The morning was calm, quiet and cold. I had just returned from more than an hour of presentations, and was in the midst of going through the emails whilst having my morning coffee when the first sounds of the frantic flappings broke through. It came from the window, and all I could see was a dark shape moving behind the white blinds. It took me a while to realise that a not so little black bird had somehow flown into my office and was panicky because he couldn't get back out.
My office window is usually shut tight, but there was a thunderstorm yesterday evening and I suspect the strong winds somehow blew it open several inches.

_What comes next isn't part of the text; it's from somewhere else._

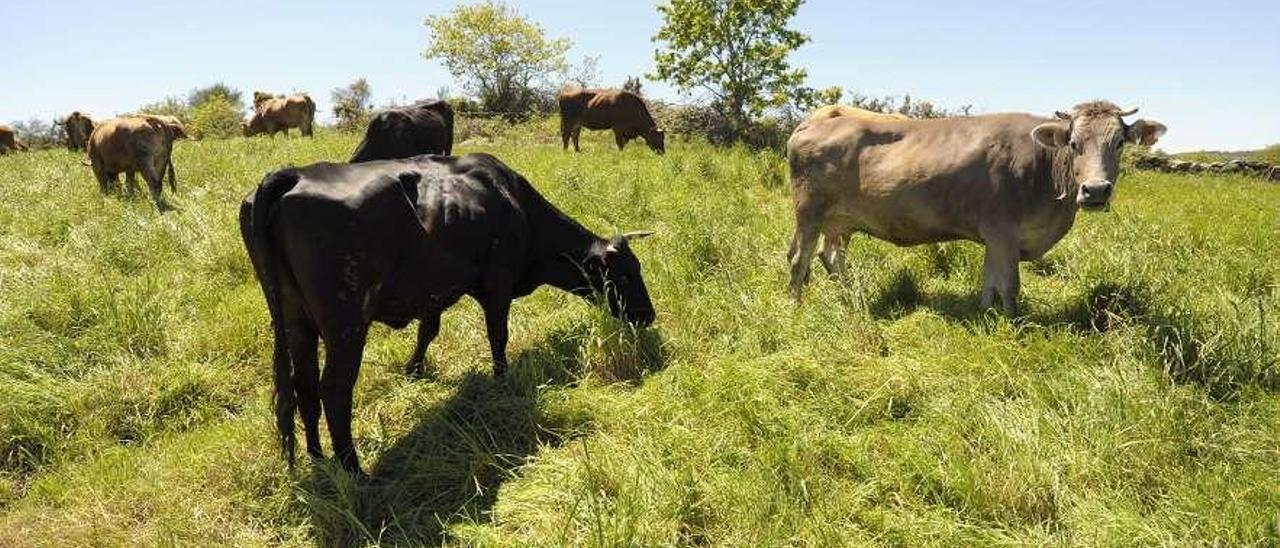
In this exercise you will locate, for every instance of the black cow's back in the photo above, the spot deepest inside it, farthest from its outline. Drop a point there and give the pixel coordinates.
(406, 132)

I wanted to open the window wider to let the little fella out, but he got even more anxious when I approached. He flew out of the blinds into my office, and circled the room wildly once or twice. At this point, I had gotten panicky myself. I couldn't get near the window enough to open it, and I was terrified because I thought the black bird might swoop down and peck me. For a few seconds, I stood frozen and watched him fly right into the ceiling lights, circled the room again, and into the lights again, crying his high-pitched pain-stricken chirps. Then, I decided maybe if I held the door open, he would go through it.
So I did - I reached for the door and held it wide open. The little guy seemed a little settled by the distance I put between us. He perched on the blinds railing and paced left and right. I don't know if he would had responded had I whistled - I'd never know because I can't whistle. Damn. I tried to call out to him as best I could. I don't think he understood "Here, here, little bird!" or "This way out! (with exaggerated arm gestures)" because he totally ignored me.
Perhaps, I thought, I could get someone to usher my guest towards the door while I held it open. I took a look around, and miraculously, the corridor, usually bustling with noisy staff and students, was perfectly empty. It was so still I could probably hear the echoes of my breathing if I had better ears.
Well, fine, I thought, if I can't find help, I could probably place a chair at the doorway to keep it open while I myself do the ushering. I took a step towards the nearest chair, and the moment I moved, the unwelcome winged-intruder imagined impending danger and got instantly agitated. He flapped his wings, let out a few more of his tortured chirps and looked as if he would start flying madly around again. I retreated back to my position at the doorway and stared at him. He stared back at me.
We both stared at each other, at loss. I cannot recall many other occassions during which I felt more helpless than I did then. Just as I was wondering how long I had to be stuck with my feathered "friend", he had an enlightenment. I didn't exactly see it - it happened rather quickly - he flew behind the blinds, and somehow managed to escape the way he came in.
Once ascertained that he'd indeed left, I rushed to the window with the intention to shut it securely, lest more winged creatures decide to drop in. That was when I realised there were droppings on my window sill, and on my cabinet closest to the window!
Too much, Mr Yellow-Beak, too much! I have nothing against you, but you know I really don't like you when you scare the crap out of yourself in my office! Don't come back if you can help it.